[UBUNTU 20.04] mke2fs dasd(fba),Failing CCW,default ERP has run out of retries and failed

Bug #1879707 reported by bugproxy
6
This bug affects 1 person
Affects Status Importance Assigned to Milestone
Ubuntu on IBM z Systems
Fix Released
Medium
Skipper Bug Screeners
linux (Ubuntu)
Fix Released
Undecided
Skipper Bug Screeners

Bug Description

mke2fs,dasd(fba) guest edevices FBA,default ERP has run out of retries and failed,Failing CCW

---uname output---
xxxxxx - 5.4.0-29-generic #33-Ubuntu SMP Wed Apr 29 14:27:18 UTC 2020 s390x s390x s390x GNU/Linux

Machine Type = IBM 3906

---Debugger---
A debugger is not configured

---Steps to Reproduce---
 mke2fs to dasd(fba) devices

Stack trace output:
 no

Oops output:
 no

System Dump Info:
  The system is not configured to capture a system dump.

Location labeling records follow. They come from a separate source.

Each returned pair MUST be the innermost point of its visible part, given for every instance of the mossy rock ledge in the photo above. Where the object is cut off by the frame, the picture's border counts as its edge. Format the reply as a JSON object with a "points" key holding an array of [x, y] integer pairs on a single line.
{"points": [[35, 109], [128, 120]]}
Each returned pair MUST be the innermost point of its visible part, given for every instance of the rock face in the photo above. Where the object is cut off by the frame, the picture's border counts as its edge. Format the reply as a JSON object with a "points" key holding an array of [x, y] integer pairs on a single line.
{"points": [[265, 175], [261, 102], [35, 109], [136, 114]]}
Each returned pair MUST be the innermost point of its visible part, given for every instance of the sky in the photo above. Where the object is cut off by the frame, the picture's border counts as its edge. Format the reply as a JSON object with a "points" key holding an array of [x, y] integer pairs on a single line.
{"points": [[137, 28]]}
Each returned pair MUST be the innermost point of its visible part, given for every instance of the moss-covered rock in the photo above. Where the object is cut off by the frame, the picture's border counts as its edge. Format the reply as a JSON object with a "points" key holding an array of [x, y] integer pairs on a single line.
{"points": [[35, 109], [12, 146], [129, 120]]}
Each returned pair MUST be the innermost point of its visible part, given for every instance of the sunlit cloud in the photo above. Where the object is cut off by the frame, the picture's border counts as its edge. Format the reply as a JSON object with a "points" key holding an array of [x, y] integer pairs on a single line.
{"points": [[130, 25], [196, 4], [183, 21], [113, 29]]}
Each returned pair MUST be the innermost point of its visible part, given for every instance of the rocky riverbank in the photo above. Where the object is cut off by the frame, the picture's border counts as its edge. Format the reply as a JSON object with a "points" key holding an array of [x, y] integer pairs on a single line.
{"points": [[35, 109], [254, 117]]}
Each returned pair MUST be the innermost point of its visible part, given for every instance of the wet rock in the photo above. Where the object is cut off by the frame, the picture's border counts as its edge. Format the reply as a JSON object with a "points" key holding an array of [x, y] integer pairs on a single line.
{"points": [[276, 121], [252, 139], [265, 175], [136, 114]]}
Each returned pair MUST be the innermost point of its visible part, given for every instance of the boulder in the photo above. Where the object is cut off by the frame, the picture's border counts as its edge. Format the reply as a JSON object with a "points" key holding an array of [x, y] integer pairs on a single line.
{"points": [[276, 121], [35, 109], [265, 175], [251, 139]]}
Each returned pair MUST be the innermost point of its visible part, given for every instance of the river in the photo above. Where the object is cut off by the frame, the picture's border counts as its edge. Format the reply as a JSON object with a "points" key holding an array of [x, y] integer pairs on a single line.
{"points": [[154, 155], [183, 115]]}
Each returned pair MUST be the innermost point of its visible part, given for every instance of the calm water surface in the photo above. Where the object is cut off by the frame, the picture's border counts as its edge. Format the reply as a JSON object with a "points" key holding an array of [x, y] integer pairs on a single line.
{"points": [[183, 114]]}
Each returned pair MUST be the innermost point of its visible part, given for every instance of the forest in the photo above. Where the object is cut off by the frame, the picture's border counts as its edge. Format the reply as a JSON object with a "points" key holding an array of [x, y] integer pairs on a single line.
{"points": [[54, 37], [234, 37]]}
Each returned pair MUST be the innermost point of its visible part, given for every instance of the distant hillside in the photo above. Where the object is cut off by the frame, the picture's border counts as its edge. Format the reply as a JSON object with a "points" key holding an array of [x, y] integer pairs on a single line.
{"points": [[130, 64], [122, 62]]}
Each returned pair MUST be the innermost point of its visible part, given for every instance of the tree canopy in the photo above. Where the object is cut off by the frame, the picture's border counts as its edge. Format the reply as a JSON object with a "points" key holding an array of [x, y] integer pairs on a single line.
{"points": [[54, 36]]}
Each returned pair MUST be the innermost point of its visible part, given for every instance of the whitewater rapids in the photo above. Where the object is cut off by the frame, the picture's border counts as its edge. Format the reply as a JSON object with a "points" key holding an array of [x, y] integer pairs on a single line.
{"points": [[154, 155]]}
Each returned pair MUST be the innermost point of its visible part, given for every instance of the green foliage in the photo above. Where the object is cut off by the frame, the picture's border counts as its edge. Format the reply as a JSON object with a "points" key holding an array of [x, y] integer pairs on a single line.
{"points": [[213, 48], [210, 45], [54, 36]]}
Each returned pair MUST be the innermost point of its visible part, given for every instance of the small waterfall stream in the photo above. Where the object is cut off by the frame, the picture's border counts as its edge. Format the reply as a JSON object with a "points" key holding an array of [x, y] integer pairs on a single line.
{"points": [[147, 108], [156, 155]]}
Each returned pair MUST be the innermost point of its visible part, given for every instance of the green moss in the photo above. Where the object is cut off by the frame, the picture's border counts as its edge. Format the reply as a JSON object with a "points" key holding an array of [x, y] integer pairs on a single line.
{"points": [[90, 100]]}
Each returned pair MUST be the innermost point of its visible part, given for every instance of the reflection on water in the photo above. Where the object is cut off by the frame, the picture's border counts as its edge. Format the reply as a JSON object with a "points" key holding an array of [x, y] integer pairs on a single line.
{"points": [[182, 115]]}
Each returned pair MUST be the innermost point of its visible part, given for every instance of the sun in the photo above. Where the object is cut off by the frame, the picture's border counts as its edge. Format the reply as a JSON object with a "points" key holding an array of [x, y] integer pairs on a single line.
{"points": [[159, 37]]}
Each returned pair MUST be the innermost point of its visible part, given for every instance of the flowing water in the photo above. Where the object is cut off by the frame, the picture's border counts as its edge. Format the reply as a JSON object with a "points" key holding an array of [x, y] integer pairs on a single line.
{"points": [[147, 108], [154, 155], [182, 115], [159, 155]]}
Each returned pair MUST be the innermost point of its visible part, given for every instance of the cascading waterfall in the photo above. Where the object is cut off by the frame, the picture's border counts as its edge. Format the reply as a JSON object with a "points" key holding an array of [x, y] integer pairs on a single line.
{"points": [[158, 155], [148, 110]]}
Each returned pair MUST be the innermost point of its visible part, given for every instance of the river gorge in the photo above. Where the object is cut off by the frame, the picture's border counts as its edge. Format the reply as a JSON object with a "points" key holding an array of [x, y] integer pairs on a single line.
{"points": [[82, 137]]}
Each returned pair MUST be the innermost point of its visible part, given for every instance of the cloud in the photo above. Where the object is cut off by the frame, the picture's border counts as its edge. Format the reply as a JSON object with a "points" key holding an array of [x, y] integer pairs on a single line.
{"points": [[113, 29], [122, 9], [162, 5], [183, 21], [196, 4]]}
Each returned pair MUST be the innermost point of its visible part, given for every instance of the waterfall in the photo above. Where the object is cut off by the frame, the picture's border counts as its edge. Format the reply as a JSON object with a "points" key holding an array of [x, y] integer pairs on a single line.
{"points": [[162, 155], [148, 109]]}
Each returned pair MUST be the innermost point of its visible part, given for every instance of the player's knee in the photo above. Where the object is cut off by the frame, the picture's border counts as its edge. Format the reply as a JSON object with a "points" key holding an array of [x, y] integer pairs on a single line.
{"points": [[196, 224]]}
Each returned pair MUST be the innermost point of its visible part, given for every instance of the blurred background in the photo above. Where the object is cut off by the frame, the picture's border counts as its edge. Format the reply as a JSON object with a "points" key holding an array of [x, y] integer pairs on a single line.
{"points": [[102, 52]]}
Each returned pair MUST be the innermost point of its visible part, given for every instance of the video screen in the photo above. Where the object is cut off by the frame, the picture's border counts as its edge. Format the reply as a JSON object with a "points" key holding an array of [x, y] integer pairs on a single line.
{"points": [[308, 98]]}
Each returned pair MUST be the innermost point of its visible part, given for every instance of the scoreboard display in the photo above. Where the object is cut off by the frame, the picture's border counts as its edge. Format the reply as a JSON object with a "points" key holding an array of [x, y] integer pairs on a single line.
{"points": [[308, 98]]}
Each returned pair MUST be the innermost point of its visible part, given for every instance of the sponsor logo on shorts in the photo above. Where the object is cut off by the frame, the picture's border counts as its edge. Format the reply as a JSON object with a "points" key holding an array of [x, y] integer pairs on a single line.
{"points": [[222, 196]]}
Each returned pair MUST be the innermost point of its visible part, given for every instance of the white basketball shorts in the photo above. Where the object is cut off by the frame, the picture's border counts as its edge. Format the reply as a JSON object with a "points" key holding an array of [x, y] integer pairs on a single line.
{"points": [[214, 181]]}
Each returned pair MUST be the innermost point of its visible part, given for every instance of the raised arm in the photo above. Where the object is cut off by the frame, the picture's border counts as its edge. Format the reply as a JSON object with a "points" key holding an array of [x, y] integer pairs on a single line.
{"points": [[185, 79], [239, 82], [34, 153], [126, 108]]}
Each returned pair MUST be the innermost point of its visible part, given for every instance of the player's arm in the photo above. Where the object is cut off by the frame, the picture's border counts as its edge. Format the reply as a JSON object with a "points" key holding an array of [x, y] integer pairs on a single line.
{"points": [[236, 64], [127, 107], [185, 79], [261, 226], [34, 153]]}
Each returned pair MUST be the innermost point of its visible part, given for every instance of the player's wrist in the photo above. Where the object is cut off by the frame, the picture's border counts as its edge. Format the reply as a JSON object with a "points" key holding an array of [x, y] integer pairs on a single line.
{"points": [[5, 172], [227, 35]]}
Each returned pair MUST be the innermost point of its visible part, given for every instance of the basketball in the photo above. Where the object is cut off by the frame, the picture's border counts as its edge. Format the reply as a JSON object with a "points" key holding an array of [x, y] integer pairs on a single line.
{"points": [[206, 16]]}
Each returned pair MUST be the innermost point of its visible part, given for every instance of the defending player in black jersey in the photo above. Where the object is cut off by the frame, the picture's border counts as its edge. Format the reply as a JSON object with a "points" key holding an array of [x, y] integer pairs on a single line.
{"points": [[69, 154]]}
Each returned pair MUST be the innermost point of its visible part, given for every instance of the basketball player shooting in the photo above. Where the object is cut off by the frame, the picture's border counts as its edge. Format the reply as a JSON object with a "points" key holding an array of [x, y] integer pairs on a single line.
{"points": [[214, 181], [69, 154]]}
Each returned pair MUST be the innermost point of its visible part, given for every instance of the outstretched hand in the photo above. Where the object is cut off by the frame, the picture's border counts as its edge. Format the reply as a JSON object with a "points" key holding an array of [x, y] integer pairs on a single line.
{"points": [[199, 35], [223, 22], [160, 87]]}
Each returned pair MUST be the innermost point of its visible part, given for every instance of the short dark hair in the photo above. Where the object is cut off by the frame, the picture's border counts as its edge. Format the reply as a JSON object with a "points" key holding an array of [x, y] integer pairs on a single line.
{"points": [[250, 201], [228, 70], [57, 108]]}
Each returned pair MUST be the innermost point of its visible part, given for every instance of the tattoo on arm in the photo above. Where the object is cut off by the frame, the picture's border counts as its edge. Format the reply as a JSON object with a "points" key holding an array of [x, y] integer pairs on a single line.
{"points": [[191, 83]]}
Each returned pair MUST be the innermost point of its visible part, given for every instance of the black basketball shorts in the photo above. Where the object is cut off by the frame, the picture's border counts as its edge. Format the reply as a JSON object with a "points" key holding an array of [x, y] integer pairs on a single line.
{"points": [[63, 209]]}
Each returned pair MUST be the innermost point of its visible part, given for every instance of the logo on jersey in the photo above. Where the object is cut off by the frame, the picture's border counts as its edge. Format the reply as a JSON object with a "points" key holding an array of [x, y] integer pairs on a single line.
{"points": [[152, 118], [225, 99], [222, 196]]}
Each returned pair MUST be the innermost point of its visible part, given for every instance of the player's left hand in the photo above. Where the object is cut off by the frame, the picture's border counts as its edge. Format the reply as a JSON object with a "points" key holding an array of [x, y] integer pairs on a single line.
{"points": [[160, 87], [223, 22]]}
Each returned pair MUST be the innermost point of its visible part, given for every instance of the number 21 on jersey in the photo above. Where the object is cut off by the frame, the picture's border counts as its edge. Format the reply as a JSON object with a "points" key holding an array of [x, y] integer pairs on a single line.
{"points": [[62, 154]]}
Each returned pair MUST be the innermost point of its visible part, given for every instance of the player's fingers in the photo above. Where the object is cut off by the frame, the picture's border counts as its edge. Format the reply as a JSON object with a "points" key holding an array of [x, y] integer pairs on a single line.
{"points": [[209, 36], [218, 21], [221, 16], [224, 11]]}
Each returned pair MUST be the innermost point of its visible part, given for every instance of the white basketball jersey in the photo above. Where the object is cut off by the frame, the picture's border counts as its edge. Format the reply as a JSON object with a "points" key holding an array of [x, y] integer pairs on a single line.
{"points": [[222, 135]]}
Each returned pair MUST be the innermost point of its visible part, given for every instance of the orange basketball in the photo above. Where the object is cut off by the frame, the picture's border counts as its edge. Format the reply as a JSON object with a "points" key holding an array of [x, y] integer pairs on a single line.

-Post a private note with access information to the machine that the bug is occuring on.
-Attach sysctl -a output output to the bug.

dasd(fba),Failing CCW,default ERP has run out of retries and failed between the following syslog events,
mke2fs running, before mounting and starting IO to dasd(fba) devices

May 14 14:33:32 ilabg13 root: ILAB_IO_FROM_MSDI_START
May 14 14:48:34 ilabg13 root: ILAB_IO_FROM_MSDI_RUNNING

bugproxy (bugproxy)
tags: added: architecture-s39064 bugnameltc-185933 severity-medium targetmilestone-inin2004
Changed in ubuntu:
assignee: nobody → Skipper Bug Screeners (skipper-screen-team)
affects: ubuntu → linux (Ubuntu)
Revision history for this message
Frank Heimes (fheimes) wrote :

Does the mke2fs of the DASD FBA issue happen during an installation or post install on a running system?
Please share the steps you performed that allow to reproduce and also the log (syslog).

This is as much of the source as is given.